Enhancing nitrate and ammonium recovery from lettuce leaves: evaluating the impact of cultivation practices and chemical extractants

ORCID Icon, , , &
Pages 2165-2173 | Received 01 Feb 2024, Accepted 14 Mar 2024, Published online: 02 Apr 2024
 

Abstract

This study aimed to identify what affects mineral nitrogen (N) levels in lettuce by testing how different chemicals extract nitrate and ammonium, using continuous flow analysis for measurement.
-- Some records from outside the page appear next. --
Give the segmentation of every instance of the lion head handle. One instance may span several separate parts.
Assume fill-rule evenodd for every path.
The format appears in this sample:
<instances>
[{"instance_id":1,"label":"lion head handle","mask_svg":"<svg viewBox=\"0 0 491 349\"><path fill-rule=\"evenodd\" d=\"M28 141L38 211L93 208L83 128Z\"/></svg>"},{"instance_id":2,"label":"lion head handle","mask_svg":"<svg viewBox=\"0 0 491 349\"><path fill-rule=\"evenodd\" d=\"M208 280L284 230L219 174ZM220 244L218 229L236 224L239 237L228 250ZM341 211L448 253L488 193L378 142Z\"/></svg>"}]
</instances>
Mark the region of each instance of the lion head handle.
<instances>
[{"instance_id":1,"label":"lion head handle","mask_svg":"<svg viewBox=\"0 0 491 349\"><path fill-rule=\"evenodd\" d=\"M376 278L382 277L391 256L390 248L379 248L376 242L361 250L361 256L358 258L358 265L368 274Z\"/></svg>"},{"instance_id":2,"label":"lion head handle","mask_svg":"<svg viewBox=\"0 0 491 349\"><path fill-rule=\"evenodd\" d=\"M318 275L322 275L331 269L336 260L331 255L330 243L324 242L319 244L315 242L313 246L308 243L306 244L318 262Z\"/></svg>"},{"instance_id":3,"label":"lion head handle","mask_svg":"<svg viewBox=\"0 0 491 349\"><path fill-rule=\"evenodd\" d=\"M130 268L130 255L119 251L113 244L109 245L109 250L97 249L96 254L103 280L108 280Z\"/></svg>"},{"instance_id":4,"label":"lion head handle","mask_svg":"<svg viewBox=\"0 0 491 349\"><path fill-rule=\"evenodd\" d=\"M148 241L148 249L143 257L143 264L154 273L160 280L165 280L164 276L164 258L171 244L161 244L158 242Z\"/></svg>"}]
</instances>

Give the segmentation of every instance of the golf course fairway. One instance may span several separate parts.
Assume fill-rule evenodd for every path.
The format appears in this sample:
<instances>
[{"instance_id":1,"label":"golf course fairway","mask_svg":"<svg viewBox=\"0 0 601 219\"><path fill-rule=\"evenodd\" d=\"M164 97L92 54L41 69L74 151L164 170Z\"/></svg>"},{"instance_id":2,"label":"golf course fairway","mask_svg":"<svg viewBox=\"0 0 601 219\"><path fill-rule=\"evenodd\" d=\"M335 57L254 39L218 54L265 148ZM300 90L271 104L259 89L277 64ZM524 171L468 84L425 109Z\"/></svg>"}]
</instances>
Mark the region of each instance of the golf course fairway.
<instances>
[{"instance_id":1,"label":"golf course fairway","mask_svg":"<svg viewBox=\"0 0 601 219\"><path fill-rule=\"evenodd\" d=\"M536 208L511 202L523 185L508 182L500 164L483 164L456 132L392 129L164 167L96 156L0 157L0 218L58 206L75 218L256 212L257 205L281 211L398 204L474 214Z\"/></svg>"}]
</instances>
The study’s rationale is to explore how agricultural methods and environmental factors impact the nutrition and safety of leafy greens. In this research, we utilized a collection of lettuce leaf samples obtained from our earlier investigation. The study involved examining different cultivars cultivated in diverse fields or greenhouse settings, using organic or conventional fertilizers, to observe the outcomes. To measure the amount of ammonium in leaf tissue, we assessed extraction solutions of 0.001, 0.01, 0.1, 1.0, and 2.0 M potassium chloride (KCl), along with distilled water. These evaluations were conducted using leaves from 16 different lettuce plants cultivated under various production conditions. To quantify nitrate, extracting solutions of 0.01 M calcium chloride (CaCl2), 2% acetic acid, and distilled water with two contact times (15 and 45 min) were evaluated. Increasing contact time increased the recovery of nitrate. Distilled water and calcium chloride were significantly more effective in extracting nitrate than acetic acid. No significant difference occurred between water and the salt solution to extract nitrate from leaf tissue. Moreover, the result revealed that 0.01 M KCl extractant satisfies the recovery of ammonium from the leaves regardless of cultivar, fertilizer source, or amount of N application.

Disclosure statement

The authors declare that there are no conflicts of interest regarding the publication of this paper. This research was conducted independently, and the authors have no financial or personal relationships with other people or organizations that could inappropriately influence or bias the content of the paper.

Additional information

Funding

This material is based on work supported by the National Institute of Food and Agriculture, U.S. Department of Agriculture, the Center for Agriculture, Food and the Environment of the College of Natural Sciences, and the Stockbridge School of Agriculture at University of Massachusetts Amherst, under project number MA 538. The contents are solely the responsibility of the authors and do not necessarily represent the official views of the USDA or NIFA.